Возможные значение при дивинации: «Вынужденная жертва, наказание, потеря, фатальное или добровольное страдание, поражение, неудача, смерть».
Несчастный юноша с плотно закрытыми глазами, словно без лица, повешен за левую ногу на свернувшуюся в три с половиной кольца змею. Его руки и правая нога прибиты к зеленым сферам, прямо под юношей – воды, в которых обитает ядовитая змея. В верхней части карты изображено солнце странного бело-желто-зеленого цвета, больших размеров. По изображению ясно, что это мертвое солнце, которое не способно ни согревать, ни освещать.

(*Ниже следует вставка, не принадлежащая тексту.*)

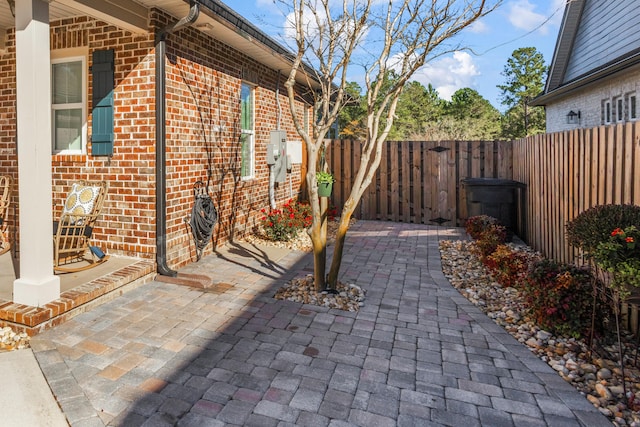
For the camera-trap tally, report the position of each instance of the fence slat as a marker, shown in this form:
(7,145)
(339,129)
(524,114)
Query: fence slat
(416,176)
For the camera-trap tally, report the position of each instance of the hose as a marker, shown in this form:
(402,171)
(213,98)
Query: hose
(203,218)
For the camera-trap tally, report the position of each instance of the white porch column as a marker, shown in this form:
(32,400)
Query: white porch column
(37,285)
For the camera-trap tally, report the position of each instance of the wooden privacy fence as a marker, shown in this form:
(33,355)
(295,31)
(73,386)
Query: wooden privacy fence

«Это мир опасных вод. Это горькая вода мем, которая станет сладкой». Слова одной из Святых книг Телемы глубоко передают символизм Повешенного. В мифологии воды часто являются источником опасности и соблазна. В водах морей обитали сирены, в водах озер и прудов – русалки и водяные, грозящие затащить неосторожного странника в свои владения, под воду. А как не вспомнить образ заколдованной царевны, похищенной в подводное царство и повторяющей одну только фразу: «Что воля, что неволя – все одно»?
Почему вода так опасна? Почему из четырех стихий Кроули особенно предупреждал об опасности этой, если она не компонент алхимического брака? Ведь вода также символизирует материнское начало, эмоции, чувства, воды жизни и искупления. Где же опасность? Здесь необходимо разобраться внимательно.
Но стоит нам вспомнить мифы, как оказывается, что практически везде первое испытание, которое должен пройти герой, — это разрыв со своим домом и, прежде всего, с матерью. Этот разрыв часто сопряжен рядом сложностей, а порой он и вовсе не происходит. Матери делают все, чтобы помешать сыновьям уйти. Мать Парсифаля нарядила своего сына в шутовские одежды и дала ему ряд нелепых советов, чтобы он не стал рыцарем; когда Одиссей пришел за Ахиллом, он был одет в женские одежды и пел женские песни. Кстати, мать Ахилла Фетида, получив доступ к водам бессмертия, бессознательно оставила сына уязвимым: она держала Ахилла за пятку, которая оказалась не затронута водами жизни. Думаю, словосочетание «ахиллесова пята» знакомо всем без исключения.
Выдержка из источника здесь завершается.